Conseil départemental des Bouches-du-Rhône

Amélie Rotar, les Jeux pour rêve
Sports

Amélie Rotar, les Jeux pour rêve

10/02/2020

La jeune volleyeuse de 19 ans, qui est née et a été formée dans les Bouches-du-Rhône, n’a qu’un objectif en tête : participer aux JO de 2024.

Qui aurait pu croire que cette petite fille qui a fait ses premières passes de ballon sur la plage à Martigues deviendrait onze ans plus tard capitaine de l’équipe France Avenir 2024, la pépinière de talents du volley féminin français ?

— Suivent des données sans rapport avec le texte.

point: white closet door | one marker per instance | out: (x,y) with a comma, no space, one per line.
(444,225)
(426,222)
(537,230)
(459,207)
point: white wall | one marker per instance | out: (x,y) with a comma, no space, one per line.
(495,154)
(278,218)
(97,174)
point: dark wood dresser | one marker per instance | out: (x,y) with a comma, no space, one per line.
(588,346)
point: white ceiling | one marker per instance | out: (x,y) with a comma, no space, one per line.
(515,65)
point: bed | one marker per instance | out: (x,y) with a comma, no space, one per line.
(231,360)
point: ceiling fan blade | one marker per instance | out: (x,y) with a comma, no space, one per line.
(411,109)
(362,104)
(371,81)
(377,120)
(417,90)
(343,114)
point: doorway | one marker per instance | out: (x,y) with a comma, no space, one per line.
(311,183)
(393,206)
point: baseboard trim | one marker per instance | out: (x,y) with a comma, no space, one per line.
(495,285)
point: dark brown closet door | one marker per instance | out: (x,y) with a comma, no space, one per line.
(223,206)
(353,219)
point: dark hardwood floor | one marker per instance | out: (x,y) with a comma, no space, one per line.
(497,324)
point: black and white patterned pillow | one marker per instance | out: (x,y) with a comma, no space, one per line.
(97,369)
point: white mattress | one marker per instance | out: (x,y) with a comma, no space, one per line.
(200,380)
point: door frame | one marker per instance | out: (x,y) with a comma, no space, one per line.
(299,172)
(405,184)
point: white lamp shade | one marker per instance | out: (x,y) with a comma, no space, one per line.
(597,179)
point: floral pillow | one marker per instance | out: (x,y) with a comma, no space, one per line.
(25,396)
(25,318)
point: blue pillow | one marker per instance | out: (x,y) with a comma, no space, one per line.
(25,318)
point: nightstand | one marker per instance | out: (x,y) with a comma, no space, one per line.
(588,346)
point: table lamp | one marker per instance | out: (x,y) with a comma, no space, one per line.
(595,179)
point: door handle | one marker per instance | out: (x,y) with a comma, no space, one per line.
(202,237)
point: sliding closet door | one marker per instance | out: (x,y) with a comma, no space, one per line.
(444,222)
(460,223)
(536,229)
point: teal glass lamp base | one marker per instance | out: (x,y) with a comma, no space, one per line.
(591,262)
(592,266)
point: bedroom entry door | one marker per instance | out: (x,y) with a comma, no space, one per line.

Aujourd’hui âgée de 19 ans, Amélie Rotar n’y va pas par quatre chemins. “ Les JO, c’est l’objectif primordial de ma vie ”, assène la jeune femme au caractère bien trempé.

Amélie a vraiment le volley dans la peau. Elle a du leadership, c’est une attaquante qui aime peser sur le jeu. Elle a le profil pour aller aux JO ”, renchérit Jacques Beraud, l’entraîneur de France Avenir 2024, une équipe créée pour amener les meilleures jeunes Françaises aux Jeux.

 

J’ai failli lâcher

Le volley, c’est une histoire de famille chez les Rotar. Le père d’Amélie était international roumain et sa mère jouait en Pro B. Autant dire que le volley coule dans les veines de cette grande joueuse de 1m88. Amélie ne serait-elle plus qu’à un fil de réaliser son rêve ? Tous les signaux sont au vert pour l’instant. Mais la sportive sait qu’il faudra continuer à se battre. “ Parfois je galère, se confie-t-elle. Il m’arrive d’envier les jeunes qui ont une vie normale. Mais tout de suite, je me reprends : eux, ils vont regarder les JO à la télé en 2024. Moi j’y serai peut-être ! ”.

Comme tous les sportifs de sa trempe, Amélie a dû faire des sacrifices pour en arriver là. A 12 ans, elle quitte le nid familial de Martigues pour un internat à Aix-en-Provence qui lui permet de suivre des entraînements intensifs. Un déchirement pour celle qui n’est encore qu’une petite fille. “ J’ai failli lâcher ”, raconte pudiquement Amélie.

 

“ Le volley, c’est ma religion 

Mais très vite, toujours avec cette rage de gagner, Amélie progresse. En nationale 2 avec le club Pays d’Aix-Venelles. Puis ce sera les Championnats européens avec l’équipe de France U19. Et aujourd’hui France Avenir 2024 avec, cerise sur le gâteau, le brassard de capitaine.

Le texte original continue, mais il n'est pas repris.